With Hamilton leading the Spaniard early on, the pit stops loomed. With no team orders it was always going to be the second place driver who gets pulled in first, and so it proved.

Unfortunately for Alonso, when he re-appeared on lap 27 he was seventh, stuck behind a procession of slower cars. Hamilton had the luxury of an extra lap before stopping and an extra few seconds in hand - he came out third and was well placed to reclaim the lead.

There was worse to come for Alonso. The tyres he had acquired during the stop were real lemons, and try as he might, he was going backwards. Perhaps he was considering whether it was so clever to make so many enemies in the team.

Certainly the reaction to his crash on lap 42 was instructive. The TV coverage showed the reaction of the McLaren crew sitting in the pits. Actually there wasn't much reaction. Most just sat there stony-faced. It wasn't the sign of a team in love with its driver.

Just like the championship, it would seem the Alonso-Hamilton mini soap is reaching its end game. Fernando Alonso has just announced: 'I'd be delighted if I didn't carry on with Hamilton.' You don't say. That was in response to Hamilton saying he'd rather not drive with Alonso, even if that meant the Spaniard going to Ferrari.
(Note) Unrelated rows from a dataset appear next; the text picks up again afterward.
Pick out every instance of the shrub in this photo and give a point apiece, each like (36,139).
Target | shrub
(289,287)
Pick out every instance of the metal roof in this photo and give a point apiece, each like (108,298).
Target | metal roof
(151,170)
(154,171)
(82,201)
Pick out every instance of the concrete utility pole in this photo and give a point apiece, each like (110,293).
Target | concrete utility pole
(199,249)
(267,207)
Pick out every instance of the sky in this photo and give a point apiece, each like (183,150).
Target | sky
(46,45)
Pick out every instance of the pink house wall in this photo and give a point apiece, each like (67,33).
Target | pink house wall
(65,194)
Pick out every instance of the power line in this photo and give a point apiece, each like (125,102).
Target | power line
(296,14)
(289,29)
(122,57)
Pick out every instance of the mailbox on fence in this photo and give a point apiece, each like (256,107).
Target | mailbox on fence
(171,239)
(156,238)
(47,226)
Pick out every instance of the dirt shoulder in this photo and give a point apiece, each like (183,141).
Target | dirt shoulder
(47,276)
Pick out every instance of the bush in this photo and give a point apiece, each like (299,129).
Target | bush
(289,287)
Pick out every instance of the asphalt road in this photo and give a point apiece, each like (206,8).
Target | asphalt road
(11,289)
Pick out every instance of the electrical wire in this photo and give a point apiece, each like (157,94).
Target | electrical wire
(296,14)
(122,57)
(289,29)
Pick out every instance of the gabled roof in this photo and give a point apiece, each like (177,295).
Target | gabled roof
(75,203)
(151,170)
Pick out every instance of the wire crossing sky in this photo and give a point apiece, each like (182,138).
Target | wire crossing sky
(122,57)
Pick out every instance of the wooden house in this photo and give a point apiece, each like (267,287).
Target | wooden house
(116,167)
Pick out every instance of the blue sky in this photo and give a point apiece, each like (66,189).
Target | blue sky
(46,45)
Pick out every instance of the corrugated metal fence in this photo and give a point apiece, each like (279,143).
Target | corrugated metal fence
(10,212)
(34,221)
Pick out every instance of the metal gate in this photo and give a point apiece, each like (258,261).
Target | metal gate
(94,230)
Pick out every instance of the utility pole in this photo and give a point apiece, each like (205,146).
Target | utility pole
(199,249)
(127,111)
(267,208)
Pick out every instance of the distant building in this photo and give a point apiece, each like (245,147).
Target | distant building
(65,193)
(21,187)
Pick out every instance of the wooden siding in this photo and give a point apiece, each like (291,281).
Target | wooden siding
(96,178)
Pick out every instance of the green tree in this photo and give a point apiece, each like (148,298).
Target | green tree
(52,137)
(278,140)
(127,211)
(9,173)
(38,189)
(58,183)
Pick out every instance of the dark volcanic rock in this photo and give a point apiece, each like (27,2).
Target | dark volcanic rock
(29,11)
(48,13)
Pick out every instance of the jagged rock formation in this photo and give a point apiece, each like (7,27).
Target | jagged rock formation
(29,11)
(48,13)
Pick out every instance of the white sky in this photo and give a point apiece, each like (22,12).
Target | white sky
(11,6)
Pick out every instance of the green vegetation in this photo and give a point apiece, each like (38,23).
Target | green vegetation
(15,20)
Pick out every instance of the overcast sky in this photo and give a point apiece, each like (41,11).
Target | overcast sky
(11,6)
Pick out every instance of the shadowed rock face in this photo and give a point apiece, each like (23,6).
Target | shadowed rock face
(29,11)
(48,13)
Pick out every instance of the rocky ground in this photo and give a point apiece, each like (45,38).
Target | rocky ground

That isn't going to happen, Jean Todt categorically ruling that one out for next year. Alonso's old boss Flavio Briatore has offered him his old seat back at Renault, and Toyota might want to throw their megabucks at him now Ralf Schumacher has announced he's quitting.

He might be tempted by Renault, but the bottom line is that he wants a car that can win him the world championship. Which means he might want to be at McLaren.

I wonder if Ron Dennis fancies putting up with that after all the headaches and heartaches of this season. I doubt it, and I will put money on Hamilton going nowhere. So if you are off to Shanghai this weekend you may well witness more history than you bargained for. Not only a new world champion, but also an old one with his options narrowing fast.